Vitaliy-1 / grobidPlugin

0 stars 0 forks source link

Problems with Grobid api #1

Open pakojil opened 3 years ago

pakojil commented 3 years ago

Dear @Vitaliy-1 First of all, thank you for your effort to maintain so many solutions and to continually improve them. Excuse my daring and ignorance, but I have a problem whose solution I can't find. I have installed your grobidPlugin, and I have a Grobid installation on my computer, with the web services operating on port 8070. I have configured the URL correctly, but I see in the GrobidPlugin.inc.php file that you invoke this address: const GROBID_SERVICE_API_PATH = "/ api / processFulltextDocumentJATS". Unfortunately my Grobid installation does not have that service. Is there a way to implement it? If so, can you give me the information about how to do it? Thanks a lot. A greeting NOTE: I have OJS 3.1.2.2 | 3 | 1 | 2 | 2 OS platform | Darwin (MacOS Catalina) PHP version | 7.3.11 Apache version | Apache/2.4.41 (Unix) PHP/7.3.11 Database driver | mysqli Database server version | 8.0.22

Vitaliy-1 commented 3 years ago

PDF to JATS conversion is implemented only for the dev branch of my fork: https://github.com/Vitaliy-1/grobid/tree/dev. It's neglected for some time but should work. These 3 commits are responsible for JATS conversion: https://github.com/Vitaliy-1/grobid/commit/a8cb148c2821ff62d4b14a920c65cb7f41fce2eb https://github.com/Vitaliy-1/grobid/commit/f4809cfccd8a2c98e8c179fae9bc5164996ab402 https://github.com/Vitaliy-1/grobid/commit/2f2ea0eb31d008a2c906fe717782c5490cb71f09 I'm not sure if they can be applied cleanly to the current master branch, probably, it requires some work if you want to use the latest code.

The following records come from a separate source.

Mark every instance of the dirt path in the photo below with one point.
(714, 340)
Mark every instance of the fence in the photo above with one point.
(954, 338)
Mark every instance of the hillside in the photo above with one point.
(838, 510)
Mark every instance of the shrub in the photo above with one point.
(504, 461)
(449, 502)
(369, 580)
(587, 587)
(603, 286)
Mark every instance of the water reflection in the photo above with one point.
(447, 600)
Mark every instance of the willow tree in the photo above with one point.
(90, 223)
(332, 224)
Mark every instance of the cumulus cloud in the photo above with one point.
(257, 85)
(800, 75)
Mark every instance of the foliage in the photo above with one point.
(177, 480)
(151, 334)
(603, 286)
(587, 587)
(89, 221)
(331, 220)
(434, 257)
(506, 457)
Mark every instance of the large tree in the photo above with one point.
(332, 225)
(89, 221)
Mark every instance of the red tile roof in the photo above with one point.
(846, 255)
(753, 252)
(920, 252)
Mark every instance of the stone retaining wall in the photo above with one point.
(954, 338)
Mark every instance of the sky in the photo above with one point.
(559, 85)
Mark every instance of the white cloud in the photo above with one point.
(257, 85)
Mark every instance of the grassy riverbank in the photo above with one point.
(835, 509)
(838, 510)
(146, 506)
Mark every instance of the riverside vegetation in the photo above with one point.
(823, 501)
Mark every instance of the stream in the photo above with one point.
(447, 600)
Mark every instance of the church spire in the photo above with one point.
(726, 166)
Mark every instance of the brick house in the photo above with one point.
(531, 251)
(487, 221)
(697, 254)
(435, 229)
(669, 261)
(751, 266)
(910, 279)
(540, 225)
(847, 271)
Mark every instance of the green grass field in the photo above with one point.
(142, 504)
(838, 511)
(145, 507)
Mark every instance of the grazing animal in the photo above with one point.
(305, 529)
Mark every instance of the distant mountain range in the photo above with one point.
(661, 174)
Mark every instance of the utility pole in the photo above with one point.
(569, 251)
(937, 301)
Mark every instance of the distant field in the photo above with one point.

Vitaliy-1 commented 3 years ago

Let me know if you encounter problems, I'll gladly help

pakojil commented 3 years ago

Thank you very much, @Vitaliy-1 , for the prompt response, and for the information. I'll see if I can get it started. I will keep you informed of my progress (or not). Best regards

pakojil commented 3 years ago

Hi, @Vitaliy-1

I have the Grobid server working with your modifications.

Now, I'm going to be testing how it works, although at first glance I notice that the references are very well treated, breaking down the necessary tags.

On the otherhand, I am not sure that the treatment of images, figures, tables, etc. , be the desired one.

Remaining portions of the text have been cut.